The SaaS provider, or an in-house development team at the purchaser, customizes and configures the product to meet needs, and testers must adapt. Customizations refer to code changes made to the core product, whereas configurations are options selected within the product. QA engineers must test both, but it is especially important to do regression testing around any customizations. Most SaaS products require integration with multiple downstream legacy systems. Full end-to-end systems' testing is a critical component of the cloud testing strategy.

Finally, the SaaS vendor controls the frequency of patches and upgrades and the window of time organizations have to test. The SaaS testing strategy must account for short iterations. Agile methodologies tend to work best in this environment.

While it's a complex endeavor, SaaS testing comes with its advantages. Testers no longer need to include multiversion testing or backward compatibility in their cloud test plans, and there are no infrastructure installations to test, because the SaaS vendor manages software hosting.

Testing via cloud tools

A cloud testing strategy might also refer to the use of cloud resources or tools to augment a QA strategy. Cloud environments are useful for testing web-based software. The organization uploads an application to a cloud environment, where it can perform large and real-world simulations.

Testing with cloud-based tools offers many advantages, especially in the area of environment management. Testers might struggle to get the QA environments they need because of limited availability of infrastructure on premises. Multiple test teams often share environments to avoid consuming too many resources for testing. As a result, nonfunctional testing may occur in the same environment as functional testing. Shared environments delay projects as the test teams wait their turn. Also, testing environments often don't mirror production environments, leading to missed bugs, especially in load testing and performance testing.

Testing via a cloud-based setup can remedy these test environment management issues.
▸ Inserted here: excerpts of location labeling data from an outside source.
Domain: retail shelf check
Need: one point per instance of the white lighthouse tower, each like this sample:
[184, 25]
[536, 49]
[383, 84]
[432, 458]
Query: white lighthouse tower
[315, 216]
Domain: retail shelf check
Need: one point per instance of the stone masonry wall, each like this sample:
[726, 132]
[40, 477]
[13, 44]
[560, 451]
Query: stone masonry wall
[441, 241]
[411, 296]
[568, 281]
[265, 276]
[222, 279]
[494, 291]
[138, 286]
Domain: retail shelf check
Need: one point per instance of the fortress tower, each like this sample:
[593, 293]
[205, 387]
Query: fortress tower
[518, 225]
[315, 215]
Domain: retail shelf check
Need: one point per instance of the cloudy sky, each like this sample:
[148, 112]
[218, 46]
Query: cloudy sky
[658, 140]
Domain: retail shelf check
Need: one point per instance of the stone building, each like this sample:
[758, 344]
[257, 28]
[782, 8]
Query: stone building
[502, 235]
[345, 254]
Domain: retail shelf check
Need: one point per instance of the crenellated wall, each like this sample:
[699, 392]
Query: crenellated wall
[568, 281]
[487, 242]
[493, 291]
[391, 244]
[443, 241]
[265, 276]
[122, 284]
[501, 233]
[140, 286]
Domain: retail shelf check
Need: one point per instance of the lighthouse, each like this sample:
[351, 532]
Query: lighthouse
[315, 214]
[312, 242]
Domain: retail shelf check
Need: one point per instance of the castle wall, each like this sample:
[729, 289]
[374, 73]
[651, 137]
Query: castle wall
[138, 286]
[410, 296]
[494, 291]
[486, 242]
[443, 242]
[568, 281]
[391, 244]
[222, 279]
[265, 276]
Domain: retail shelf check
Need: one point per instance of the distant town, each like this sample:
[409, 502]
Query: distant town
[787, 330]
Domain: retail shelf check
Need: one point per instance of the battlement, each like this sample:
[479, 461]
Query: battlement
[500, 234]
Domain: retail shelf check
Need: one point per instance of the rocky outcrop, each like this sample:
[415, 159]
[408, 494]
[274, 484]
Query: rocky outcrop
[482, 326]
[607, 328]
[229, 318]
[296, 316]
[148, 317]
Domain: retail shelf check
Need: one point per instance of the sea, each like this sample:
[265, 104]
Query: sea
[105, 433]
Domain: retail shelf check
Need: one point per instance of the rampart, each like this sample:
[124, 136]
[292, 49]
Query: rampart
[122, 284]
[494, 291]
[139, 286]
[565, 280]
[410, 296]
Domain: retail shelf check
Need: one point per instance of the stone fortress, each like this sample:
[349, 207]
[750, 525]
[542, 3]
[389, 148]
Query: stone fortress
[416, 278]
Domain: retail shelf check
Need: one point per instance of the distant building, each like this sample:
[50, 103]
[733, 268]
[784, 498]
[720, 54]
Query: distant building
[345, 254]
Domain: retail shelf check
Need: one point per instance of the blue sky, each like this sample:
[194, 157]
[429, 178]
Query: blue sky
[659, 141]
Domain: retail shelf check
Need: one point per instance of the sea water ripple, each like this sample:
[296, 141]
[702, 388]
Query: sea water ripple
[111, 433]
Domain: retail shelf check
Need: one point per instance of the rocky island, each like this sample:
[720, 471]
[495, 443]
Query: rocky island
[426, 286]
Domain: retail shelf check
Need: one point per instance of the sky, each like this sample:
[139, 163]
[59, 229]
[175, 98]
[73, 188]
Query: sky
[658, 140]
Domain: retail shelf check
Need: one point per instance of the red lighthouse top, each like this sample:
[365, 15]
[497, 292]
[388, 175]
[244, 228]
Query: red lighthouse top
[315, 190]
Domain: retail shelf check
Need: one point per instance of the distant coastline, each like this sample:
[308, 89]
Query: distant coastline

It's quick and easy to provision test environments. Anytime availability eliminates the need to share environments among test teams. Cloud test environments can scale to mirror production for more accurate nonfunctional testing. QA environments and the provisioning thereof are owned by the vendor, which ensures standardization. Finally, the as-a-service model reduces cost.

Cloud resources and tools can open up other dev and QA possibilities that might not be available on premises. While limitations vary depending on the organization, some possibilities might include distributed version control for dev or test repositories and resources that enable more comprehensive test automation.